Ministry of Petroleum and Natural Resources, in its earlier summary of November 20, 2015, submitted the following proposals (proposal 'e' now slightly amended) for consideration and approval of the ECC: (i) recommendations made by Price Negotiation Committee (PNC) may be approved; (ii) PSO as buyer may be allowed to execute the Sale and Purchase Agreement along with Side Letter with QG2 as Seller pursuant to the G to G Agreement; (iii) MSPA on FOB/DES with Qatargas Operating Company Limited may be approved; (iv) Section 3.2(a) of the LNG Policy 2011 provides that Procurement of LNG by the LNG Buyer(s) will be undertaken through direct negotiations with one or more LNG suppliers for supply of LNG for a reasonable time to be determined by Ogra. In view of the said section of LNG Policy, Ogra be directed to approve the terms of the SPA;(iv) port charges in excess of $320,000 (being the maximum payable by QG2 under the SPA) will be invoiced in the DES price and will form part of price of RLNG/Swapped gas as determined by Ogra and notified by PSO; and (v) since SSGC has already entered into an LNG Services Agreement for receiving, storage and re-gasification of LNG with EETPL, therefore PSO will not be required to enter into such arrangement/agreement. Accordingly, PSO may be allowed to sell the LNG/ RLNG to the gas utility companies or third-party consumers.

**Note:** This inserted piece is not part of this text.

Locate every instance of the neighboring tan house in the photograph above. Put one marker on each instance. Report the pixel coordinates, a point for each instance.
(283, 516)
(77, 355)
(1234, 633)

Pakistan is currently facing a severe shortage of natural gas, both for its electricity generating plants and for general use, by all sectors. Domestic gas production of 4,000 MMCFD is unable to meet the country's demand; the supply-demand gap is approximately 2,000 MMCFD and keeps on rising. This shortage of energy is not only causing hardship for the people but is also inhibiting the economic growth of the country. Therefore, the government of Pakistan is pursuing, inter-alia, import of LNG to minimize the gas shortfall. For import of LNG, ECC on July 2, 2013, authorised Petroleum Ministry to negotiate with Qatargas on Government to Government basis for importing LNG upto 500 MMCFD on delivered ex-ship (DES) basis. Accordingly, Pakistan State Oil Company Limited (PSO) and Qatargas Operating Company Limited (Qatargas) were nominated by their respective governments to negotiate the LNG Sales Purchase Agreement.
To negotiate the LNG price and other important aspects with Qatargas, on August 15 2014, approved the constitution of an LNG Price Negotiation Committee (PNC) comprising Secretary Petroleum (Chairman), Representatives of Finance Division, Water and Power and BOI not below the rank of Additional Secretary, Managing Director SNGPL, Managing Director SSGCL, Managing Director PSO and Managing Director ISGSL (Secretary Committee). So far 15 meetings have been held and the price finalised by the said committee is part of the proposed Sale Purchase Agreement (SPA) with Qatargas.
Pursuant to bidding process and ECC as well as Cabinet's approvals, Sui Southern Gas Company Limited (SSGC) and Engro Elengy Terminal (Pvt) Limited (EETPL) executed an LNG Services Agreement (LSA) on April 30, 2014 for provision of LNG receiving, storage and re-gasification services under a levelized tolling fee of $0.66/MM BTU. For the first year the tariff is $1.42 per MMBTU and will further reduce to $0.63/MMBTU from year 2 onwards because the RLNG supply volume will be increased to 400 MMCFD. The terminal was commissioned on March, 27 2015, in a record time of less than 11 months and so far 17 LNG cargoes have been handled at the LNG terminal. The terminal has an additional re-gasification capacity of 200 MMCFD available which SSGCL may procure for additional gas needs in the country as per applicable rules.